Research Themes
Neural Differential Equations
Neural Differential Equations are new class of deep learning models that show promising results for tasks like generative modelling, time-series modelling etc. Neural differential equations have applications to both deep learning and traditional mathematical modelling. They offer memory efficiency, the ability to handle irregular data, strong priors on model space, high capacity function approximation, and draw on a deep well of theory on both sides.

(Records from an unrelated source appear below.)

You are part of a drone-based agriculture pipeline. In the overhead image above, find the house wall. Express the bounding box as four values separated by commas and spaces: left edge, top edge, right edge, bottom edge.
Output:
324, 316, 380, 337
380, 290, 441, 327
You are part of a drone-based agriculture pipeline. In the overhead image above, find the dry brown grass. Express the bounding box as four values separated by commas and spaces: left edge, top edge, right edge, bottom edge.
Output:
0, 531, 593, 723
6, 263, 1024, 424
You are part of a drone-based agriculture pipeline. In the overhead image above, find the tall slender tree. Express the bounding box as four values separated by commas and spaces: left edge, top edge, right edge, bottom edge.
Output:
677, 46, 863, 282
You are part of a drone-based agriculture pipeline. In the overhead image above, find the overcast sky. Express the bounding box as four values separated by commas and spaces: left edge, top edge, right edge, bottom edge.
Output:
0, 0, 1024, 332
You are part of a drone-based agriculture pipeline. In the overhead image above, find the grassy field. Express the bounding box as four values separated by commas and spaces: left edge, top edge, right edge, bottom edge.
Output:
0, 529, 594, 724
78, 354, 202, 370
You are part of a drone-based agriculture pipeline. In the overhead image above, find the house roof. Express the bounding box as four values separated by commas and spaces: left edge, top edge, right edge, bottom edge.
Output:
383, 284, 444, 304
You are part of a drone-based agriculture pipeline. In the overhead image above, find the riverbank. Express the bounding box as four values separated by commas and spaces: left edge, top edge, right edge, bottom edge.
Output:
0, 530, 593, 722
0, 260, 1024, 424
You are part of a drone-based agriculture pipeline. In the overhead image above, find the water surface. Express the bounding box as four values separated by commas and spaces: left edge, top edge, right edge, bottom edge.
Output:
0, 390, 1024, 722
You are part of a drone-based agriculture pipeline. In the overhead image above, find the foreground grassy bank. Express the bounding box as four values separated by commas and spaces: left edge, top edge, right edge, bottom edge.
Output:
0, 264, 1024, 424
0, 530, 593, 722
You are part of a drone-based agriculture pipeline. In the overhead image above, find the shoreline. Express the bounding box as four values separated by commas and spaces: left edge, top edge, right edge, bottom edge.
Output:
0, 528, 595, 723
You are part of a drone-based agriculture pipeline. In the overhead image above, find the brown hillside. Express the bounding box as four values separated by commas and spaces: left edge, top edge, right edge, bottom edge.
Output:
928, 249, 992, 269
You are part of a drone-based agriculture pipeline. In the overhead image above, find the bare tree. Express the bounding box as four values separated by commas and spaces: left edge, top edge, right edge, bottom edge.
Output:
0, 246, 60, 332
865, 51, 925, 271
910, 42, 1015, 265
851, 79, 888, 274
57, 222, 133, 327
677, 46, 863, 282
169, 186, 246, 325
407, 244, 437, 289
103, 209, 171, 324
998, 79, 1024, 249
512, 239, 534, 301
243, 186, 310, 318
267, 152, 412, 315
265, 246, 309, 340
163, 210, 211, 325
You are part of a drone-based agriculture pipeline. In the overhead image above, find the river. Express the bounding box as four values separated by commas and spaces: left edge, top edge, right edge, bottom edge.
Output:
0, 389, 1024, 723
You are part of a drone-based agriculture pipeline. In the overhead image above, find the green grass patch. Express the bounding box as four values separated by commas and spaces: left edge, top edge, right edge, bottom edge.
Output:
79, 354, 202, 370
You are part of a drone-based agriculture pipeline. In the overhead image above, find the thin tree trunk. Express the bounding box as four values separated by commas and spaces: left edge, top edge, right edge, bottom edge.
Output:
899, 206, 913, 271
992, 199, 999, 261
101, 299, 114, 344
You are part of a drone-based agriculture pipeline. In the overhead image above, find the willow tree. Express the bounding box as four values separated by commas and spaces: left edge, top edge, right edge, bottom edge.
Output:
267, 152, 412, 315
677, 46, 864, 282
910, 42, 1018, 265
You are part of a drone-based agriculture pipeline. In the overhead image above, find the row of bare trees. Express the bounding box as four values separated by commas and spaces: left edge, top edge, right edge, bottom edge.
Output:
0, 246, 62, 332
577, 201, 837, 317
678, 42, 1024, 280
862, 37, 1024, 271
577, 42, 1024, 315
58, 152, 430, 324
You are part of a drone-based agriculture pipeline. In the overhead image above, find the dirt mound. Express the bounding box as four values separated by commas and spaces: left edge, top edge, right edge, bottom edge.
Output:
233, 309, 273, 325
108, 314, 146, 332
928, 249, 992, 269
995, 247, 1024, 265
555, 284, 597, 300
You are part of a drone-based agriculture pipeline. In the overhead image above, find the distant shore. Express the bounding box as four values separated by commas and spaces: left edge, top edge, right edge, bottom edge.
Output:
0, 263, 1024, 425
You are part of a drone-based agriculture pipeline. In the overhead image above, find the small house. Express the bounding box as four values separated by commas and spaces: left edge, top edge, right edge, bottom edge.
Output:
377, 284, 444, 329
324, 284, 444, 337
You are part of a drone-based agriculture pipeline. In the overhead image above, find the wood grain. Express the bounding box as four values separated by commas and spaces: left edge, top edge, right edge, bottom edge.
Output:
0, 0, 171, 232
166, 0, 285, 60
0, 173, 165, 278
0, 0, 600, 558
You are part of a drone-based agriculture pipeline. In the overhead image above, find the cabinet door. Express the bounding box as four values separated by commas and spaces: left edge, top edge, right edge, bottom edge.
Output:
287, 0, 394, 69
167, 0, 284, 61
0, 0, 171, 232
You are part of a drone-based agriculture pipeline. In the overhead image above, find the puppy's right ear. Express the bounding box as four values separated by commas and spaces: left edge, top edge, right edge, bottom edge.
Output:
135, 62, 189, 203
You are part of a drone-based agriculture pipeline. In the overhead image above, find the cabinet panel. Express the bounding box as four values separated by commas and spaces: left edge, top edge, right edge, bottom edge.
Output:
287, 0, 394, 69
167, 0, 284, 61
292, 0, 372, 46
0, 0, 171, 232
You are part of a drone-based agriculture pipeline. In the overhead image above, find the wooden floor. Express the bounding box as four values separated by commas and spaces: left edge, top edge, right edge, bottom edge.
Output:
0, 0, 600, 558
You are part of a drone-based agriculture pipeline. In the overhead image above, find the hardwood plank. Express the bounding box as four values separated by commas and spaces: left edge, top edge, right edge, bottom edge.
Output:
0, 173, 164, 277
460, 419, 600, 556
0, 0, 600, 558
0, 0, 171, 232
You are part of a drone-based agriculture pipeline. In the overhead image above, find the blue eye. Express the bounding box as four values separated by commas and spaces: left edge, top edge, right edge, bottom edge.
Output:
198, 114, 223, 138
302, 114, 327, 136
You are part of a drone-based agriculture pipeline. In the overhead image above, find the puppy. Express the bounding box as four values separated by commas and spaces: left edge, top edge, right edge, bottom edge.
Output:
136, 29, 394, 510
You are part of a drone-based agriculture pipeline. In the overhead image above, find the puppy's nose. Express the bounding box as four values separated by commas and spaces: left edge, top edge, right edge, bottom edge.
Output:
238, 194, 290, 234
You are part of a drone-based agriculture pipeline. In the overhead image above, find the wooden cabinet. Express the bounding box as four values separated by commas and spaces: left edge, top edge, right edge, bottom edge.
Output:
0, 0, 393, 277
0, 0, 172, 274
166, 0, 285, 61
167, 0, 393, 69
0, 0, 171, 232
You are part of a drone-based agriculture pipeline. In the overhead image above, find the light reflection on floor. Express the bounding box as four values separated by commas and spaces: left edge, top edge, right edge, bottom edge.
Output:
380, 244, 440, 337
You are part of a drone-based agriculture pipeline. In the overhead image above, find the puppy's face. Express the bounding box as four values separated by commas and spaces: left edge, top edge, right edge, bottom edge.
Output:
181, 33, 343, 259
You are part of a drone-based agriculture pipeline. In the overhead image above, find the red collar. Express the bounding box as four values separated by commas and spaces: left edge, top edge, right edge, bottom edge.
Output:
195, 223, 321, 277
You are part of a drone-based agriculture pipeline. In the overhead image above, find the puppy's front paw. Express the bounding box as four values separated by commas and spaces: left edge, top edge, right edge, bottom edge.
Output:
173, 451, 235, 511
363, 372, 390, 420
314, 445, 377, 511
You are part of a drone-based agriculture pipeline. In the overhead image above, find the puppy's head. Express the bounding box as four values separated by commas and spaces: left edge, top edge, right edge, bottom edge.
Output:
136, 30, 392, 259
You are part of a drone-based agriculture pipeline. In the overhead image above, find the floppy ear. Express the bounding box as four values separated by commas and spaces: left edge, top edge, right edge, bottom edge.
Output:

Model-Based Deep Reinforcement Learning
Model-based reinforcement learning (MBRL) focuses on combining the principles of reinforcement learning (RL) with the use of models. RL is a learning paradigm where an agent learns to make sequential decisions in an environment to maximize a reward signal. The key idea in MBRL is to learn a model that approximates the dynamics of the environment. This model can be used by the agent to simulate the future consequences of its actions without actually interacting with the real environment. By leveraging this model, the agent can plan and make decisions more efficiently by exploring different actions and their potential outcomes in a simulated environment.
Deep Generative Models
The research on Deep generative models focuses on developing neural network architectures capable of generating complex and realistic data samples. These models combine deep learning techniques with probabilistic modeling to learn and simulate the underlying distribution of the data.
The key idea behind deep generative models is to capture the underlying patterns and structure of the data by training a deep neural network to generate new samples that resemble the training data. These models can be used for various tasks such as image synthesis, text generation, and data augmentation. Some of the key architectures are Generative Adversarial networks(GANs), Variational AutoEncoders(VAE), Diffusion Models etc.